Tarot cards are used throughout much of Europe to play tarot card games.

In English-speaking countries, where the games are largely unknown, Tarot cards came to be utilized primarily for divinatory purposes.

Divination usage
This card can represent a sweet-natured child who loves home life and family but may struggle in school. This child enjoys the arts and is very spiritual. This child is considered to be a dreamer. The child may be psychic. Often depicted as a child because of their symbolism of optimism and growth. With the child's less serious approach to life, they attract happiness.  

This page has a powerful imagination and intuition, as well. Creativity and vision are among this person's blessings.
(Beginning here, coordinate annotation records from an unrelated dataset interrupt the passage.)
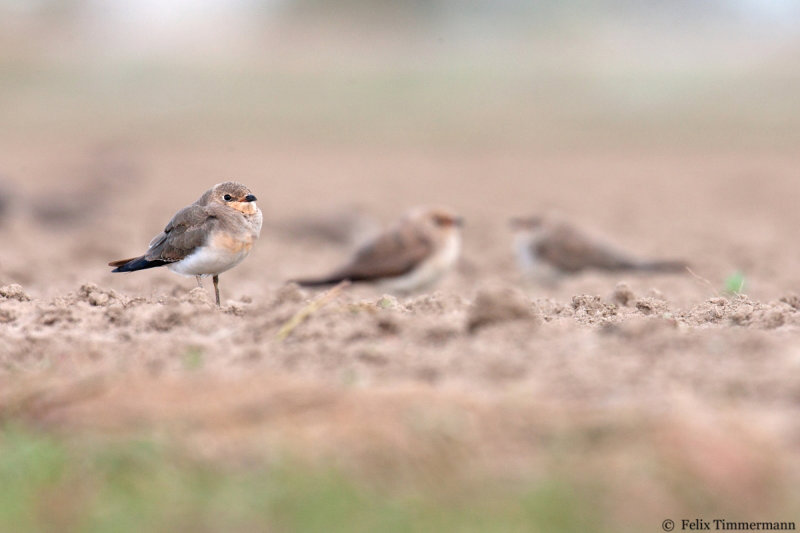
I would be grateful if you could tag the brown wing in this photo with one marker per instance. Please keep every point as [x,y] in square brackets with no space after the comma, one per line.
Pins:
[571,251]
[187,230]
[392,254]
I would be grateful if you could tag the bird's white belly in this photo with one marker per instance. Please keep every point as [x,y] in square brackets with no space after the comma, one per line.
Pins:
[207,261]
[429,271]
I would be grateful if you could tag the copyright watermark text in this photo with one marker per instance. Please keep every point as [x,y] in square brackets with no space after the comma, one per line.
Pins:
[720,524]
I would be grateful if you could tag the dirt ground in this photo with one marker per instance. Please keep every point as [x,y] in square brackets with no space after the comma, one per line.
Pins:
[488,375]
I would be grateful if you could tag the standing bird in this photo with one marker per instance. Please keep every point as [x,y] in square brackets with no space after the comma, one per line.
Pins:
[212,235]
[414,253]
[549,249]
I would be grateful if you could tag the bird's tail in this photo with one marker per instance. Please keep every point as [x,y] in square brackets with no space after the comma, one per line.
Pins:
[665,267]
[135,263]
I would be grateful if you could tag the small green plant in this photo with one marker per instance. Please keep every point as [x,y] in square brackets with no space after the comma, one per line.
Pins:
[734,284]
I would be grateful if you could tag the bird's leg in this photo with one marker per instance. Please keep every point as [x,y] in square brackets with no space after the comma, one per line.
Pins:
[216,287]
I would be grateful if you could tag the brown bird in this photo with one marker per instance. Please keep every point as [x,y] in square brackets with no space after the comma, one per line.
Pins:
[547,250]
[414,253]
[212,235]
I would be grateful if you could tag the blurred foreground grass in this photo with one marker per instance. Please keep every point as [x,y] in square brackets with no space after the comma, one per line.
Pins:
[136,485]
The page's positive outlook often creates great opportunity and results. This card is centered on emotion and opening up those emotions to allow compassion and love for others.    
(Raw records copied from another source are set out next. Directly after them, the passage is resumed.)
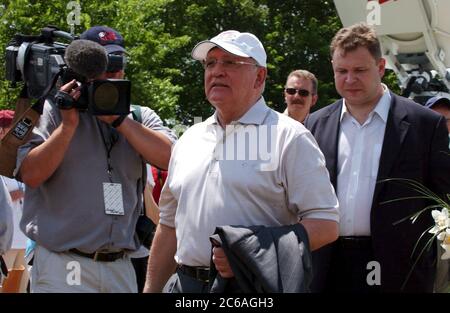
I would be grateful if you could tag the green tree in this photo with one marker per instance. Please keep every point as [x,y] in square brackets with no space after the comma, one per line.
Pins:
[160,34]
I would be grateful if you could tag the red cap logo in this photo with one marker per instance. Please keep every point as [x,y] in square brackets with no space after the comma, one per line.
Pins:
[107,36]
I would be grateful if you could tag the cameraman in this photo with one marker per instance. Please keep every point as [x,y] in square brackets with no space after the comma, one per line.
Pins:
[84,177]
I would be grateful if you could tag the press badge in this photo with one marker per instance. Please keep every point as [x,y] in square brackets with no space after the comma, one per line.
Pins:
[112,196]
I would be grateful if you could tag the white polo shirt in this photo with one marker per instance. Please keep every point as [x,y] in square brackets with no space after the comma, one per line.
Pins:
[216,177]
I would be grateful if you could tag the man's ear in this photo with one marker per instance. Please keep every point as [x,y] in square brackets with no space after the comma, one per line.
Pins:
[260,77]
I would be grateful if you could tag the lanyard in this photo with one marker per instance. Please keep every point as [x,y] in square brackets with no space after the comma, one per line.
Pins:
[112,140]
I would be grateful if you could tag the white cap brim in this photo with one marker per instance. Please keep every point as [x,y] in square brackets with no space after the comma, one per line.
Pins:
[201,50]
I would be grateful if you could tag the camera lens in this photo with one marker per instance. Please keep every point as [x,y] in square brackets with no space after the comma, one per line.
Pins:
[106,96]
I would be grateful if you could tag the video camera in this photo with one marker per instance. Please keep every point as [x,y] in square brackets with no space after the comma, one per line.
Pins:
[39,62]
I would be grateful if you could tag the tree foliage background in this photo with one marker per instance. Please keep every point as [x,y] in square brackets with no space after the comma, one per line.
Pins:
[160,34]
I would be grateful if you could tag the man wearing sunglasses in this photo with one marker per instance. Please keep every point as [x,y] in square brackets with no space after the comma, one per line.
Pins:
[207,188]
[300,94]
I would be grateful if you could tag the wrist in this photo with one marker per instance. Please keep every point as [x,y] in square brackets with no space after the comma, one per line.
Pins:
[118,121]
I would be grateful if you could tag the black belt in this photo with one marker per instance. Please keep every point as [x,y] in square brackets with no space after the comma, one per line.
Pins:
[100,256]
[355,242]
[198,272]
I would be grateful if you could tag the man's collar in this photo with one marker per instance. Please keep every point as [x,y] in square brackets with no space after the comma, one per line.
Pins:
[382,107]
[255,115]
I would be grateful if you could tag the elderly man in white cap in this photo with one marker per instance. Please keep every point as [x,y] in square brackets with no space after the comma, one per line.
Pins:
[245,165]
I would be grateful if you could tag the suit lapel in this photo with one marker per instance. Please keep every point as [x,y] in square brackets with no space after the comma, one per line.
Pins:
[328,135]
[396,130]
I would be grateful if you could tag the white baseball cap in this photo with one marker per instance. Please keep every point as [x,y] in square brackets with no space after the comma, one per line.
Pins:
[234,42]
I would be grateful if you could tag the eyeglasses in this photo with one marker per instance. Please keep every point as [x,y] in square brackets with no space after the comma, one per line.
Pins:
[301,92]
[227,64]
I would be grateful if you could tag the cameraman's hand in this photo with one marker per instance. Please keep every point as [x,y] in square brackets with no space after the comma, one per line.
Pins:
[70,118]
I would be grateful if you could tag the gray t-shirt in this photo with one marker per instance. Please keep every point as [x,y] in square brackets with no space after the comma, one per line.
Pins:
[68,211]
[6,221]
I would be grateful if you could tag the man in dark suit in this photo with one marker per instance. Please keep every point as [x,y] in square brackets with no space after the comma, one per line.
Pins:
[368,136]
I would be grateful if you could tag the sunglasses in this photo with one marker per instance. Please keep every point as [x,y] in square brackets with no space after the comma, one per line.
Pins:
[301,92]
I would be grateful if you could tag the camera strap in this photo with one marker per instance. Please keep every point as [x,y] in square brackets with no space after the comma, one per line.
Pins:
[112,140]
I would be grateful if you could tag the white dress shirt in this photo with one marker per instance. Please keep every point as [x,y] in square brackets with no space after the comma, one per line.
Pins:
[359,153]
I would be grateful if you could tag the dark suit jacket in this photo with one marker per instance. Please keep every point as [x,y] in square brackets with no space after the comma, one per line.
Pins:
[415,146]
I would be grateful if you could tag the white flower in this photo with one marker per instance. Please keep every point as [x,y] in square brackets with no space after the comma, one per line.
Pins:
[441,221]
[446,244]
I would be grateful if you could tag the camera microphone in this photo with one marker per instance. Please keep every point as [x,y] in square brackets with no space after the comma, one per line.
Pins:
[86,58]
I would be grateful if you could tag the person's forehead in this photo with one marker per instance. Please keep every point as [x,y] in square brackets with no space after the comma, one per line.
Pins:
[358,57]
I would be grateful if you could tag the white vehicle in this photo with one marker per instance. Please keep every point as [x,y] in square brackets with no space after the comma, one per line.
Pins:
[415,40]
As a situation it represents an opportunity for artistic or creative learning and expansion. Often used to bring new opportunities for relationships. 

Known to bring good news. Reveals emotional, intimate, and spiritual needs of a person.

Key Meanings 
The key meanings of the Page of Cups:

 Announcement
 Birth
 Creative ideas
 Good news
 Message

When this card is drawn, the message indicates hope and positive change. The message is an announcement that you are on the right path. A person from the past may be bearing a specific message for you. Traditionally, this new message is often brought by a person that is younger than you. This message reveals a positive change that may indicate fertility or new creative ideas. 

This card encourages love, laughter, and positivity. There is an appreciation for expressing emotions freely. This card can create new creative ideas and reveal artistic qualities. Listening to your body mentally, physically, and spiritually is a key element to this card. 

Regarding emotional struggles, this card calls for the need to express love deeper. When the love becomes deeper, you become more aligned with your life path.

Drawing this card identifies that good news is on the way. 

The past meaning for this card indicates awareness of past challenges and how those challenges were overcome. The present meaning for this card reveals the positivity in life and the new message that awaits. The future meaning for this card shows the opportunity that must be taken and ways to heal with previous emotional issues. This card is optimistic in nature, therefore, drawing this card will likely provide great enthusiasm and exciting opportunities.

Symbols 
The symbols of the Page of Cups indicate:

 The page is holding a cup with a blue fish inside that indicates creativity and emotion.
 The monochromatic blue color throughout the card indicates a message of communication.
 The bright flowers on the page's clothes indicate happiness, growth, and beauty.
 The feather that the page is wearing reveals spiritual awakenings and reward for their wisdom and communication.
 The waves behind the Page of Cups indicate waves of emotion.
The page is considered young which symbolize optimism and opportunity.

Reversed Meaning 
Reversed meaning of the Page of Cups reveals:

 Bad news 
 Immaturity or emotional instability 
 Disappointments regarding intimate or platonic relationships
 Indulging in harmful addictions (e.g. alcohol or smoking abuse)
 Neglectful of important matters
 Seeking attention
 Canceled events and trips
 Obsession

Reversed meanings reveals negative consequences but acts as caution. The reversed meaning is intended to be seen as guidance to create a more positive outcome.

In popular culture 
 Page of Cups is an instrumental on the 2003 album Voyageur by electronic music project Enigma.